News Link • Health and Physical Fitness
Study Reveals a Shocking Amount of Plastic in The Arteries of Stroke Patients
• By Morgan McFall-JohnsenMicroplastics and their even tinier cousins, nanoplastics, are probably flowing through your blood and building up in your organs like the lungs and liver.
Now, a new study is connecting the dots on microplastics' mysterious correlation with heart attack and stroke risk.
"There are some microplastics in normal, healthy arteries," Dr. Ross Clark, a University of New Mexico medical researcher who led the study, told Business Insider before he presented his findings at the meeting of the American Heart Association in Baltimore on Tuesday.
"But the amount that's there when they become diseased – and become diseased with symptoms – is really, really different," Clark said.
Clark and his team measured microplastics and nanoplastics in the dangerous, fatty plaque that can build up in arteries, block blood flow, and cause strokes or heart attacks.
Compared to the walls of healthy plaque-free arteries, plaque buildup had 16 times more plastic – just in the people who didn't have symptoms. In people who had experienced stroke, mini-stroke, or vision loss, the plaque had 51 times more plastic.
"Wow and not good," Jaime Ross, a neuroscientist at the University of Rhode Island who was not involved in the study but has studied microplastics in mice, told BI after reading the results.

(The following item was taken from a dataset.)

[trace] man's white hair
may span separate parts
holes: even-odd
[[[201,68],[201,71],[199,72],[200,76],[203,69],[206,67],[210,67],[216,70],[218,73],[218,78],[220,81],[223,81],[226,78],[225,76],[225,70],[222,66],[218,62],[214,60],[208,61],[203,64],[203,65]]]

"It's very shocking to see 51 times higher," she said, adding that in her research, a signal that's just three times stronger is "very robust and striking."
What exactly the plastics are doing in there, if anything, remains a mystery. The new study offers some possible clues, though.
This research has not yet undergone the scrutiny of peer review, but Clark said he plans to submit it for publication in a peer-reviewed scientific journal later this year, after replicating some of their results.
Genetic activity looked different with plastic
Clark is a vascular surgeon, not a microplastics specialist. However, he got the idea for this study by talking with his colleague Matthew Campen, who recently discovered that human brains contain a spoon's worth of plastic.